O magistrado, no entanto, argumentou que a discriminação contra os homossexuais tem uma particularidade. “Se tomarmos os estigmas religiosos e raciais para comparação, veremos que nestes casos eles têm como critério algo visível: o negro discriminado tem na sua pele o motivo do estigma, o judeu ou muçulmano inferiorizado tem aparatos públicos (sinagogas, mesquitas) que tornam visíveis suas filiações religiosas. Já o indivíduo homossexual não cresce ou vive entre seus iguais. O preconceito surge dentro de casa. Nesse contexto, a pejoração é introjetada e, sobretudo na adolescência, um período crucial na formação da pessoa, a rejeição social vai sendo assimilada. Por este motivo, muitos gays tornam-se, eles próprios, homofóbicos. A homofobia também é um medo da própria homossexualidade”, afirmou o magistrado.

De acordo com Eugenio Zaffaroni, a homofobia, portanto, é um problema de saúde pública e deve ser encarada desta forma pelas autoridades. “Há um desequilíbrio psíquico articulado à homofobia. A Organização Mundial de Saúde (OMS) define saúde como equilíbrio entre mente e corpo. É função do direito providenciar o bem-estar geral da população, o que inclui o direito à saúde como imprescindível”, explicou Zaffaroni.

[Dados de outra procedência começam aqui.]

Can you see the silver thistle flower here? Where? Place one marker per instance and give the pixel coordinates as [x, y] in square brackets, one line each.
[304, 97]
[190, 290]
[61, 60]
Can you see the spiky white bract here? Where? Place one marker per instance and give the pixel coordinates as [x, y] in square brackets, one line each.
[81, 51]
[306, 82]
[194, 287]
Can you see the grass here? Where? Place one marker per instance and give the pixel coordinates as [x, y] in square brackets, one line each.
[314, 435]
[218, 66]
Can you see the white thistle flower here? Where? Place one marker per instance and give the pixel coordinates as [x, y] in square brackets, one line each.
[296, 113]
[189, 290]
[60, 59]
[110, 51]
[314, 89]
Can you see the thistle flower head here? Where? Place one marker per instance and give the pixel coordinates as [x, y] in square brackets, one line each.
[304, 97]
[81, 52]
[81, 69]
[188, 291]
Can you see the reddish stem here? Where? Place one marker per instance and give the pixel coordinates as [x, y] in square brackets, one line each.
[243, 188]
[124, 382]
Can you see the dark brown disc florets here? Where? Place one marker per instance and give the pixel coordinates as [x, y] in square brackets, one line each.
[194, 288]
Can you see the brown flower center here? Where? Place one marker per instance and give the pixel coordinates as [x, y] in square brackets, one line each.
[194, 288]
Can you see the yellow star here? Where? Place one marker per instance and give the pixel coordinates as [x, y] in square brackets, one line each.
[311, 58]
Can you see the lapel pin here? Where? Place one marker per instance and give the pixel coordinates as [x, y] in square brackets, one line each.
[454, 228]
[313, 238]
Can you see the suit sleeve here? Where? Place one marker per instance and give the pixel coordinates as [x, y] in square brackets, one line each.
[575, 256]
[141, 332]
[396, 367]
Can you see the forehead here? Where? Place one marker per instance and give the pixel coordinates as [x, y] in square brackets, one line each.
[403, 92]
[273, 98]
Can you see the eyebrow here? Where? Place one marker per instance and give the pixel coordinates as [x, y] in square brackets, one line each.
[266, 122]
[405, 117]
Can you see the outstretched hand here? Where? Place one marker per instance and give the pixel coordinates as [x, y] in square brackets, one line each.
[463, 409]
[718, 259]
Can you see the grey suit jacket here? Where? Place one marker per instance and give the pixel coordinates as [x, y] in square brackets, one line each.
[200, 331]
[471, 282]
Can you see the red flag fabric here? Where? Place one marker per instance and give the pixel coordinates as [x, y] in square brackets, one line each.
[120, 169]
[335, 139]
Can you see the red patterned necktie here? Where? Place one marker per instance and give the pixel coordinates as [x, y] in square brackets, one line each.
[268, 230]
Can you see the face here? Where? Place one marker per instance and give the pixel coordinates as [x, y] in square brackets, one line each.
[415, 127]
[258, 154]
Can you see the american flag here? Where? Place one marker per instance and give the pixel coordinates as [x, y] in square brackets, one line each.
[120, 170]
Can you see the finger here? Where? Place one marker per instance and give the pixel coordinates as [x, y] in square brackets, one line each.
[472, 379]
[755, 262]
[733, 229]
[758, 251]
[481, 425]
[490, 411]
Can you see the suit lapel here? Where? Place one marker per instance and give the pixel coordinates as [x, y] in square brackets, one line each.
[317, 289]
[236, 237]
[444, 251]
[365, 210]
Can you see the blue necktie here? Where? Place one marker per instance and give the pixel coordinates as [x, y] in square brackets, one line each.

Em sua exposição, o desembargador federal (TRF/2ª Região) Guilherme Calmon falou sobre o tratamento que o direito brasileiro tem dedicado às questões conjugais. De acordo com ele, a afetividade e a consensualidade têm servido como bases jurídicas para definir entidade familiar. “O Brasil tem experimentado, nos últimos tempos, uma ordem jurídica inclusiva, na qual os direitos dos casais têm sido reconhecidos como uma forma de equacionar problemas históricos em termos de exclusão e de setores vilipendiados da sociedade. Nesse sentido, o casamento civil entre pessoas do mesmo sexo deve ser um desdobramento lógico à aprovação da união civil pelo Supremo Tribunal Federal no ano passado. O casamento, enquanto figura jurídica, estabelece proteção mais ampla ao casal. Concede mais cidadania a tais casais. É uma demanda que o país terá que resolver”, concluiu o desembargador Guilherme Calmon.

Colaborou na matéria o estudante Lucas Freire (Ciências Sociais/IFCH/UERJ).